1) la censure ne s'appelle pas dédé, mais anastasie. 2) le but ultime de tout cela n'est pas de filtrer les sites, mais d'arrêter les auteurs de tels sites. La "censure" comme tu dis, est juste un moyen d'empêcher la diffusion des images. Donc, dans le cas que tu cites, non seulement il y aurait une mesure administrative de filtrage du site par les FAI français même s'il est situé au Luxembourg, mais également (et surtout) une action judiciaire contre les auteurs du site en France. Il faut également arrêter de raisonner franco-français. La police s'est adaptée et il y a de plus en plus d'actions menées conjointement par plusieurs polices de différents pays. Dans le cas que tu cites, il est probable qu'il y aurait également une coopération forte entre la police française et luxembourgeoise (cf la récente opération anti-pirates menée simultanément par les polices de 14 pays différents). Furry, le 09/09/2010 - 02:14 en espérant la gauche saisisse le CC en montrant du doigts le filtrage.(pour l'arjel il me semble qu'ils ne l'ont pas fait)Ne rêve pas, sur ce coup la gauche va baisser son froc. àa fait un moment qu'ils ne savent pas lancer un débat intelligent, et si on réfléchit de façon crétine, s'opposer au filtrage ça veut dire soutenir les crimes pédophiles. l informatique professionnelle au sens tres large du terme ( data center , pme , start up , etc etc ) ne risque elle pas de se délocaliser dans des démocraties avec son lot de futurs chomeurs que ça implique , bref comment tuer un secteur qui aurait pu aider economiquement ce qui reste de la france ( pays qui s est tres fortement désinsdustrialisé ces derniers temps )

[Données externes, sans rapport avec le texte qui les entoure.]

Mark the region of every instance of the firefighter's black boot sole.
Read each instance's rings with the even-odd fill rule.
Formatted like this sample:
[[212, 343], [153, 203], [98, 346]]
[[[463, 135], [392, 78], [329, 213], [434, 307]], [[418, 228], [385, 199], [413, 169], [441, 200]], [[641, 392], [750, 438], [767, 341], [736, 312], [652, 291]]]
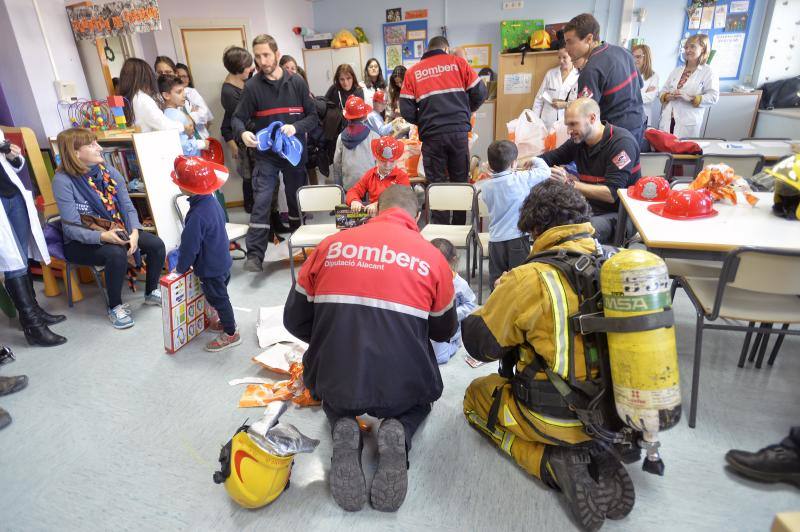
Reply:
[[333, 426], [330, 487], [333, 500], [348, 512], [357, 512], [367, 502], [361, 447], [361, 431], [356, 420], [338, 419]]

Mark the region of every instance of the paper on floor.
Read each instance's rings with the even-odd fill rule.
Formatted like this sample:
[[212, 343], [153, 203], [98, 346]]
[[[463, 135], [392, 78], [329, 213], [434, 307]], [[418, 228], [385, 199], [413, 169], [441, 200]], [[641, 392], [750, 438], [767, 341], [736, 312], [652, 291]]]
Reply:
[[301, 345], [278, 343], [267, 348], [260, 355], [254, 356], [253, 362], [257, 362], [275, 373], [289, 375], [289, 367], [293, 362], [302, 362], [305, 352], [306, 348]]
[[228, 386], [239, 386], [240, 384], [272, 384], [272, 379], [264, 377], [242, 377], [241, 379], [231, 379]]
[[261, 307], [258, 310], [256, 323], [258, 345], [262, 349], [275, 345], [278, 342], [291, 342], [308, 349], [308, 344], [300, 341], [283, 326], [283, 306]]

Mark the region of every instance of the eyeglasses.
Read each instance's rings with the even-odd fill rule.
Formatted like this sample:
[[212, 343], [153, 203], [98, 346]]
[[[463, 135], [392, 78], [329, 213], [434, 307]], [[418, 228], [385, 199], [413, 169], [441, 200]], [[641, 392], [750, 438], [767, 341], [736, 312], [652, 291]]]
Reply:
[[644, 55], [642, 54], [633, 54], [634, 59], [644, 59]]

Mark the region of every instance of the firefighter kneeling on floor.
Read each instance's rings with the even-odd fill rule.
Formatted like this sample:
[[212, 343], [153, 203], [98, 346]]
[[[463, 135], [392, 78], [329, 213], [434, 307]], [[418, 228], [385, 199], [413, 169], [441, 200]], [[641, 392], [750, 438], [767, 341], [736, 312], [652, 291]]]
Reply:
[[[534, 238], [531, 257], [560, 249], [591, 254], [599, 243], [590, 216], [579, 192], [548, 180], [525, 199], [519, 229]], [[575, 291], [551, 264], [529, 261], [501, 277], [483, 308], [462, 324], [472, 357], [503, 361], [500, 374], [469, 385], [464, 415], [525, 471], [560, 490], [583, 529], [597, 530], [606, 517], [630, 513], [634, 491], [625, 468], [584, 432], [545, 372], [570, 384], [597, 372], [597, 357], [584, 352], [580, 335], [573, 336], [568, 326], [578, 305]], [[526, 397], [520, 378], [530, 379]]]

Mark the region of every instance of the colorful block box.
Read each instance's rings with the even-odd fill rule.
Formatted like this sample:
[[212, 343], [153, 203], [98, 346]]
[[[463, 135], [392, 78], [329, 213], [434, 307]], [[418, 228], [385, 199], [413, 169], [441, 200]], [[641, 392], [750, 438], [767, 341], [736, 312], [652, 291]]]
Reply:
[[206, 298], [200, 280], [191, 272], [161, 278], [164, 349], [174, 354], [206, 328]]
[[110, 107], [109, 109], [111, 109], [111, 114], [114, 116], [125, 116], [125, 109], [122, 107]]

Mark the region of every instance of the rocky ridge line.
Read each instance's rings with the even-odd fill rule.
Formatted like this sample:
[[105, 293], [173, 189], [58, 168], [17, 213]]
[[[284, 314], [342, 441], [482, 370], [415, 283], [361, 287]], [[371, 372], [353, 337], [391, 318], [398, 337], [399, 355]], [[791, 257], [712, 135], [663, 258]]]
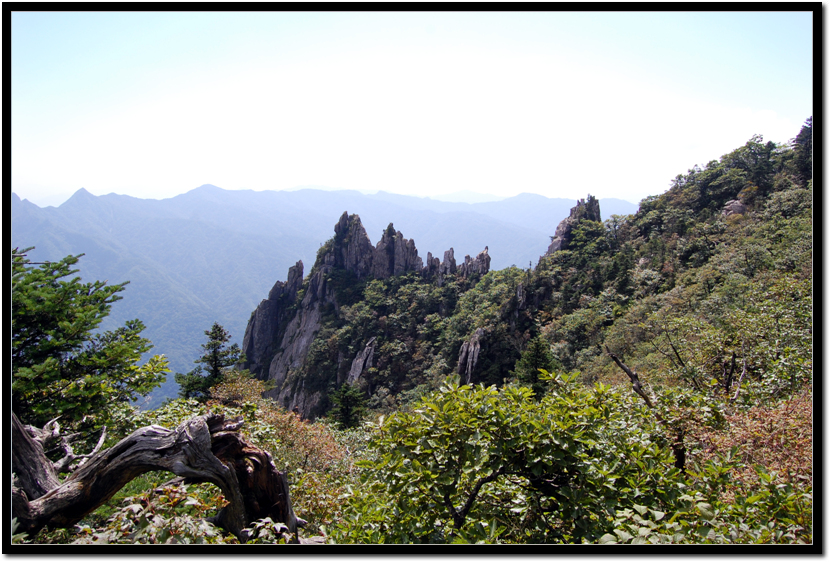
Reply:
[[[328, 283], [331, 272], [343, 269], [357, 279], [388, 279], [417, 272], [441, 286], [447, 275], [469, 278], [490, 270], [487, 247], [475, 258], [465, 256], [460, 265], [456, 264], [453, 248], [444, 252], [443, 261], [427, 253], [424, 265], [415, 241], [404, 238], [391, 223], [377, 245], [372, 246], [360, 217], [348, 212], [340, 217], [334, 233], [318, 254], [305, 282], [303, 263], [299, 261], [289, 269], [285, 282], [274, 284], [268, 298], [251, 314], [242, 340], [246, 359], [241, 366], [257, 378], [273, 381], [274, 388], [266, 396], [286, 409], [296, 409], [304, 417], [315, 415], [323, 400], [319, 390], [305, 389], [305, 380], [300, 380], [298, 373], [322, 327], [324, 307], [339, 312], [334, 289]], [[347, 377], [350, 382], [372, 366], [373, 352], [373, 341], [369, 341], [355, 357], [341, 358], [351, 365]]]

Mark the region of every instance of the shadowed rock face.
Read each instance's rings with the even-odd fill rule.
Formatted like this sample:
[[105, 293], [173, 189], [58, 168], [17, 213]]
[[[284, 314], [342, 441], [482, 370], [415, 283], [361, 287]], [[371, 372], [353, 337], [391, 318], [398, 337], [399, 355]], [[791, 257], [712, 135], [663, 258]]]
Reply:
[[581, 220], [602, 222], [599, 213], [599, 200], [593, 195], [589, 195], [588, 199], [577, 201], [576, 206], [571, 209], [570, 216], [559, 223], [545, 255], [549, 256], [557, 250], [567, 250], [572, 238], [571, 233]]
[[[490, 270], [490, 255], [485, 247], [475, 258], [465, 256], [464, 263], [457, 265], [455, 252], [450, 248], [444, 252], [443, 262], [427, 254], [424, 265], [415, 241], [404, 238], [391, 223], [377, 245], [372, 246], [360, 217], [343, 213], [334, 226], [332, 244], [318, 257], [308, 278], [303, 281], [301, 261], [291, 267], [288, 279], [277, 281], [268, 298], [251, 314], [242, 341], [246, 358], [241, 366], [260, 379], [273, 381], [274, 388], [266, 396], [289, 410], [296, 408], [305, 418], [319, 415], [325, 398], [319, 390], [306, 389], [306, 380], [300, 373], [322, 327], [324, 307], [340, 309], [328, 283], [328, 274], [335, 269], [350, 271], [358, 279], [388, 279], [418, 272], [440, 286], [446, 275], [466, 278], [486, 274]], [[355, 357], [339, 359], [344, 369], [350, 366], [346, 377], [349, 382], [356, 381], [371, 366], [373, 344], [370, 340]]]
[[298, 261], [288, 269], [288, 280], [277, 281], [263, 300], [251, 314], [245, 337], [242, 339], [242, 351], [249, 358], [246, 368], [251, 372], [267, 371], [268, 365], [258, 361], [271, 357], [277, 350], [276, 334], [279, 331], [279, 321], [286, 309], [294, 303], [297, 291], [303, 283], [303, 262]]

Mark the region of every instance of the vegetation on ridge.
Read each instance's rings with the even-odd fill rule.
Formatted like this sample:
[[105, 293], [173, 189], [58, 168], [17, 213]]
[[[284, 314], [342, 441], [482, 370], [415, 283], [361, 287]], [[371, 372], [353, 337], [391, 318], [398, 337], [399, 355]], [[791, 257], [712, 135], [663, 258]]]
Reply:
[[[330, 542], [812, 543], [811, 169], [810, 119], [791, 145], [753, 137], [633, 215], [582, 217], [535, 268], [440, 285], [335, 269], [338, 307], [299, 373], [333, 419], [301, 420], [229, 371], [204, 404], [111, 403], [111, 431], [242, 415], [289, 469], [304, 533]], [[17, 540], [234, 542], [197, 523], [215, 489], [159, 484], [77, 532]]]

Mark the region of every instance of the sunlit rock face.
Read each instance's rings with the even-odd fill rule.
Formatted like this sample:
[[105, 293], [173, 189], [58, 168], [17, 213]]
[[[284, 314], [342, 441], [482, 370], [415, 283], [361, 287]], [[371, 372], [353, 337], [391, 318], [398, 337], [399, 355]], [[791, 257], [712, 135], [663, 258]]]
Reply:
[[559, 223], [545, 255], [549, 256], [558, 250], [567, 250], [568, 244], [571, 242], [573, 229], [581, 220], [602, 222], [599, 212], [599, 200], [593, 195], [589, 195], [587, 199], [577, 201], [576, 206], [571, 209], [570, 216]]
[[[259, 379], [272, 381], [273, 388], [266, 396], [286, 409], [296, 409], [305, 418], [320, 415], [325, 405], [324, 389], [317, 384], [320, 381], [314, 379], [314, 373], [304, 372], [303, 367], [325, 315], [340, 310], [329, 277], [343, 270], [354, 274], [357, 280], [388, 279], [416, 272], [440, 286], [447, 275], [469, 278], [486, 274], [490, 270], [490, 255], [485, 247], [475, 258], [465, 256], [459, 265], [450, 248], [444, 252], [443, 261], [427, 254], [424, 265], [415, 241], [404, 238], [391, 223], [377, 245], [372, 246], [360, 217], [343, 213], [334, 226], [334, 237], [318, 253], [308, 277], [303, 280], [301, 261], [291, 267], [287, 280], [277, 281], [268, 298], [251, 314], [242, 342], [246, 357], [241, 367]], [[476, 353], [470, 351], [465, 365], [472, 369]], [[338, 384], [358, 381], [372, 366], [374, 338], [354, 352], [354, 357], [347, 355], [338, 356]]]

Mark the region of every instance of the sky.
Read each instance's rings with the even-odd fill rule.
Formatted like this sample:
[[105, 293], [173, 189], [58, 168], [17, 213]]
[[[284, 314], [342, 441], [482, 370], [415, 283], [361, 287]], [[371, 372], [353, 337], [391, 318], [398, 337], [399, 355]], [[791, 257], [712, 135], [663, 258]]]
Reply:
[[810, 12], [13, 12], [12, 190], [639, 202], [812, 115]]

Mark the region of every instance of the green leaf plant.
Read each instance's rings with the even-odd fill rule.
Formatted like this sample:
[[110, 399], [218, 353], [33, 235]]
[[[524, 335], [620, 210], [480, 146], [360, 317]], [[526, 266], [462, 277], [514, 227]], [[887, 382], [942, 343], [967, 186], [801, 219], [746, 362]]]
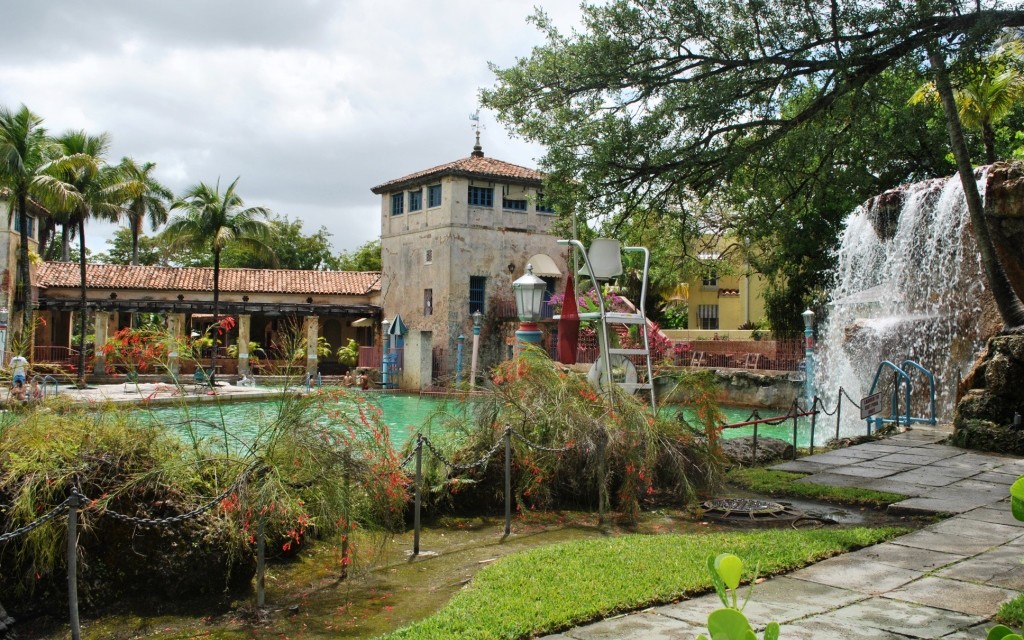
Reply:
[[[1024, 476], [1017, 478], [1017, 481], [1010, 485], [1010, 511], [1015, 519], [1024, 522]], [[1004, 617], [1002, 610], [1000, 617]], [[985, 637], [987, 640], [1024, 640], [1024, 636], [1002, 624], [989, 629]]]
[[[750, 588], [747, 589], [747, 597], [743, 604], [739, 604], [740, 580], [743, 578], [743, 560], [731, 553], [722, 553], [716, 557], [708, 557], [708, 571], [711, 574], [711, 582], [715, 585], [715, 591], [724, 605], [708, 615], [708, 633], [711, 640], [757, 640], [754, 628], [750, 621], [743, 614], [750, 596], [754, 592], [754, 582], [757, 581], [757, 569], [754, 570], [754, 577], [750, 581]], [[989, 636], [991, 638], [991, 635]], [[997, 636], [1002, 637], [1002, 636]], [[764, 640], [778, 640], [779, 623], [769, 622], [764, 630]], [[708, 640], [708, 637], [701, 634], [697, 640]], [[1013, 640], [1010, 638], [1010, 640]]]
[[1013, 629], [1006, 625], [997, 624], [988, 630], [988, 635], [985, 636], [986, 640], [1024, 640], [1024, 636], [1019, 633], [1014, 633]]
[[1010, 510], [1014, 518], [1024, 522], [1024, 476], [1010, 485]]

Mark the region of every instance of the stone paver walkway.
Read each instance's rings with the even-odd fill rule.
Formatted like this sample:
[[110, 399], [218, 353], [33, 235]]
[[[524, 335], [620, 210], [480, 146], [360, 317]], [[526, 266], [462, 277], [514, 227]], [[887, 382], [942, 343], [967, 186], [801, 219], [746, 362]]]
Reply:
[[[775, 466], [811, 474], [800, 482], [909, 496], [898, 513], [953, 517], [766, 580], [745, 610], [751, 623], [775, 620], [785, 640], [984, 638], [999, 605], [1024, 590], [1024, 523], [1007, 497], [1024, 460], [937, 444], [947, 435], [915, 428]], [[720, 606], [712, 593], [547, 638], [692, 640]]]

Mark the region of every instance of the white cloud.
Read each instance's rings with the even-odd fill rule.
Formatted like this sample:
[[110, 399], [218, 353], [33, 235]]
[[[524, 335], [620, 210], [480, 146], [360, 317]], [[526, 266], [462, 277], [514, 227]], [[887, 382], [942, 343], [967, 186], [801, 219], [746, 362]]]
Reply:
[[[247, 203], [353, 249], [379, 235], [372, 186], [469, 153], [487, 63], [540, 42], [532, 2], [15, 3], [0, 104], [55, 132], [107, 131], [111, 162], [154, 161], [177, 191], [241, 176]], [[573, 0], [545, 10], [565, 28], [579, 16]], [[542, 150], [483, 119], [488, 155], [536, 166]], [[113, 229], [91, 224], [91, 247]]]

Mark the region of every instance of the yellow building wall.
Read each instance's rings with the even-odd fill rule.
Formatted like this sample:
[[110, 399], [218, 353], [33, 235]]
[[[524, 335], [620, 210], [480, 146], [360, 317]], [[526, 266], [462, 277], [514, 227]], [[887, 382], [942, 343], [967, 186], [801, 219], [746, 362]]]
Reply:
[[[750, 267], [745, 263], [736, 263], [735, 261], [722, 265], [718, 272], [728, 272], [728, 274], [719, 275], [717, 282], [711, 286], [706, 286], [701, 277], [694, 277], [688, 281], [687, 305], [690, 330], [701, 329], [700, 309], [702, 306], [718, 307], [717, 330], [733, 330], [747, 323], [763, 322], [766, 287], [764, 276], [751, 272]], [[715, 331], [716, 329], [704, 330]]]

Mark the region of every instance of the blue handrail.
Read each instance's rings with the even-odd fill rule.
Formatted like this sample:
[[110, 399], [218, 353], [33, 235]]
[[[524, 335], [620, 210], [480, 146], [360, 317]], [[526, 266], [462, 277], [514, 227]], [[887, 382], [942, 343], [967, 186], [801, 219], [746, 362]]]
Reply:
[[928, 424], [931, 425], [937, 424], [938, 420], [935, 419], [935, 374], [933, 374], [928, 369], [925, 369], [919, 363], [914, 362], [913, 360], [904, 360], [901, 363], [901, 367], [904, 371], [908, 371], [910, 369], [917, 369], [918, 371], [923, 373], [925, 377], [928, 378], [928, 410], [930, 412], [929, 417], [913, 418], [913, 420], [916, 422], [927, 422]]
[[881, 426], [884, 422], [895, 422], [896, 424], [899, 424], [900, 382], [906, 385], [906, 391], [904, 392], [904, 395], [907, 407], [907, 426], [910, 426], [910, 376], [907, 375], [906, 371], [897, 367], [896, 363], [891, 362], [889, 360], [883, 360], [881, 364], [878, 365], [878, 370], [875, 372], [875, 379], [871, 381], [871, 391], [868, 392], [868, 395], [871, 395], [875, 392], [875, 389], [878, 387], [878, 379], [882, 377], [882, 370], [885, 369], [886, 367], [891, 368], [893, 370], [893, 373], [895, 373], [899, 379], [892, 390], [892, 412], [890, 413], [892, 418], [886, 420], [885, 418], [868, 417], [868, 435], [871, 434], [872, 422], [874, 422], [876, 426]]

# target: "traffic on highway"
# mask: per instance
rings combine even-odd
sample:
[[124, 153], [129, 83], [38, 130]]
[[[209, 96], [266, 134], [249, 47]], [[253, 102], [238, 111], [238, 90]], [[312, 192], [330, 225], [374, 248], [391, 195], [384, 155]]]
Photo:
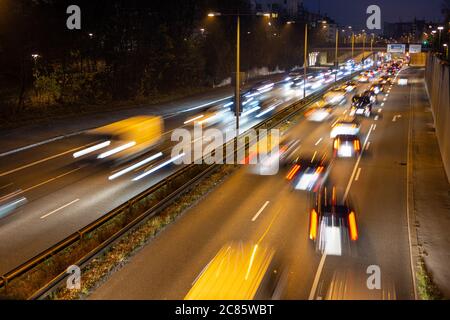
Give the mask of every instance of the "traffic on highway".
[[449, 297], [445, 4], [1, 2], [0, 300]]

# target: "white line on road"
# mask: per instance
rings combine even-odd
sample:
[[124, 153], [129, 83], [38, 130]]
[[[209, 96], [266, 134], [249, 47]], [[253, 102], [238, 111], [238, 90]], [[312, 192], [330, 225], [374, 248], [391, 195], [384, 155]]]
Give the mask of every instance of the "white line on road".
[[381, 113], [381, 111], [383, 111], [383, 109], [382, 109], [382, 108], [379, 108], [379, 109], [378, 109], [378, 113]]
[[[363, 153], [364, 153], [364, 150], [365, 150], [366, 147], [367, 147], [367, 143], [368, 143], [368, 141], [369, 141], [369, 137], [370, 137], [370, 134], [372, 133], [373, 127], [374, 127], [374, 125], [372, 124], [372, 125], [370, 126], [369, 133], [367, 134], [366, 140], [364, 140], [363, 152], [361, 152], [361, 154], [360, 154], [359, 157], [358, 157], [358, 160], [356, 161], [355, 167], [354, 167], [354, 169], [353, 169], [352, 175], [351, 175], [350, 180], [349, 180], [348, 185], [347, 185], [347, 189], [345, 190], [344, 201], [347, 199], [348, 193], [349, 193], [349, 191], [350, 191], [350, 187], [352, 186], [353, 179], [354, 179], [354, 177], [355, 177], [356, 169], [358, 168], [359, 163], [360, 163], [360, 161], [361, 161], [361, 157], [362, 157], [362, 155], [363, 155]], [[360, 170], [361, 170], [361, 168], [360, 168]], [[318, 284], [319, 284], [320, 276], [321, 276], [321, 274], [322, 274], [322, 270], [323, 270], [323, 266], [324, 266], [324, 264], [325, 264], [325, 259], [326, 259], [326, 257], [327, 257], [327, 254], [324, 253], [324, 254], [322, 255], [322, 258], [320, 259], [319, 267], [317, 268], [317, 272], [316, 272], [316, 275], [315, 275], [315, 277], [314, 277], [313, 286], [312, 286], [312, 288], [311, 288], [311, 292], [309, 293], [309, 298], [308, 298], [308, 300], [314, 300], [314, 296], [316, 295], [317, 286], [318, 286]]]
[[376, 128], [377, 128], [377, 125], [375, 124], [375, 125], [373, 126], [372, 131], [375, 131]]
[[361, 168], [358, 168], [358, 172], [356, 173], [355, 181], [359, 180], [359, 175], [361, 174]]
[[79, 131], [79, 132], [66, 134], [66, 135], [63, 135], [63, 136], [58, 136], [58, 137], [55, 137], [55, 138], [52, 138], [52, 139], [48, 139], [48, 140], [44, 140], [44, 141], [41, 141], [41, 142], [38, 142], [38, 143], [33, 143], [33, 144], [30, 144], [28, 146], [24, 146], [24, 147], [21, 147], [21, 148], [18, 148], [18, 149], [14, 149], [14, 150], [10, 150], [10, 151], [4, 152], [4, 153], [0, 153], [0, 158], [9, 156], [11, 154], [14, 154], [14, 153], [17, 153], [17, 152], [20, 152], [20, 151], [24, 151], [24, 150], [31, 149], [31, 148], [34, 148], [34, 147], [38, 147], [38, 146], [41, 146], [43, 144], [47, 144], [47, 143], [54, 142], [54, 141], [57, 141], [57, 140], [61, 140], [61, 139], [64, 139], [64, 138], [69, 138], [69, 137], [73, 137], [73, 136], [76, 136], [76, 135], [80, 135], [83, 132], [84, 131]]
[[314, 282], [311, 288], [311, 292], [309, 293], [308, 300], [314, 300], [316, 295], [317, 286], [319, 285], [320, 275], [322, 274], [323, 266], [325, 265], [325, 259], [327, 258], [327, 254], [324, 253], [322, 258], [320, 258], [319, 267], [317, 268], [316, 276], [314, 277]]
[[69, 172], [66, 172], [66, 173], [63, 173], [63, 174], [61, 174], [61, 175], [59, 175], [59, 176], [57, 176], [57, 177], [48, 179], [47, 181], [41, 182], [41, 183], [39, 183], [39, 184], [37, 184], [37, 185], [35, 185], [35, 186], [29, 187], [29, 188], [27, 188], [27, 189], [25, 189], [25, 190], [21, 190], [21, 191], [18, 192], [17, 194], [22, 194], [22, 193], [28, 192], [28, 191], [30, 191], [30, 190], [36, 189], [37, 187], [43, 186], [44, 184], [47, 184], [47, 183], [49, 183], [49, 182], [52, 182], [52, 181], [57, 180], [57, 179], [59, 179], [59, 178], [62, 178], [62, 177], [64, 177], [64, 176], [67, 176], [67, 175], [69, 175], [69, 174], [71, 174], [71, 173], [73, 173], [73, 172], [75, 172], [75, 171], [80, 170], [80, 169], [81, 169], [81, 167], [80, 167], [80, 168], [76, 168], [76, 169], [74, 169], [74, 170], [70, 170]]
[[68, 206], [70, 206], [70, 205], [72, 205], [72, 204], [74, 204], [74, 203], [76, 203], [76, 202], [78, 202], [78, 201], [80, 201], [80, 199], [75, 199], [75, 200], [73, 200], [73, 201], [71, 201], [71, 202], [69, 202], [69, 203], [67, 203], [67, 204], [65, 204], [65, 205], [63, 205], [63, 206], [61, 206], [61, 207], [59, 207], [58, 209], [55, 209], [55, 210], [53, 210], [53, 211], [51, 211], [51, 212], [49, 212], [49, 213], [43, 215], [43, 216], [41, 217], [41, 219], [45, 219], [45, 218], [47, 218], [48, 216], [51, 216], [52, 214], [54, 214], [54, 213], [56, 213], [56, 212], [58, 212], [58, 211], [61, 211], [62, 209], [67, 208]]
[[372, 133], [373, 130], [375, 130], [375, 129], [374, 129], [375, 127], [376, 127], [376, 124], [375, 124], [375, 125], [372, 124], [372, 125], [370, 126], [369, 133], [367, 134], [366, 140], [364, 141], [364, 145], [363, 145], [363, 148], [362, 148], [363, 151], [362, 151], [361, 154], [359, 155], [358, 160], [356, 160], [355, 167], [353, 168], [352, 175], [351, 175], [351, 177], [350, 177], [350, 180], [348, 181], [347, 188], [345, 189], [345, 193], [344, 193], [344, 201], [345, 201], [345, 200], [347, 199], [347, 197], [348, 197], [348, 193], [350, 192], [350, 188], [352, 187], [352, 183], [353, 183], [353, 179], [354, 179], [355, 174], [356, 174], [356, 170], [358, 169], [359, 163], [361, 162], [361, 158], [362, 158], [362, 155], [364, 154], [364, 150], [366, 149], [367, 143], [368, 143], [368, 141], [369, 141], [370, 134]]
[[384, 107], [384, 102], [381, 103], [381, 106]]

malaga, le 09/09/2010 - 09:38 Ce n'est pas le rôle des fournisseurs de juger du contenu d'un site.A partir du moment où on exige d'eux qu'ils bloquent un site, il devraient avoir la possibilité de s'y opposer. C'est de bonne justice. Mais je suis bien sûr d'accord qu'il faudrait aussi que les sites eux-mêmes puissent s'y opposer. malaga, le 09/09/2010 - 09:38 Maintenant, je ne vois pas ou est le "pire que mieux" : - si c'est manifeste (est-il besoin de vous faire un dessin pour comprendre ce que cela veut dire), l'autorité administrative fait stopper tout de suite. - si c'est litigieux, l'autorité administrative demande à un juge de statuer. Et tu laisses à la seule administration le soin de dire si c'est manifeste ou pas. C'est avoir beaucoup de foi dans l'Etat de croire qu'il n'y aura jamais d'abus. malaga, le 09/09/2010 - 09:38 Et alors ? Est-ce que cela a empêché le TGI de demander de Paris d'imposer aux FAI de bloquer stanjames.com sous astreinte de 10.000 euros par jour de retard ?Comme tu le dis toi-même c'est le TGI qui a pu imposer des astreintes. Là on est en matière administrative, sans recours judiciaire, et sauf erreur de ma part ce pouvoir d'astreinte n'existe pas s'il n'est pas prévu par la loi.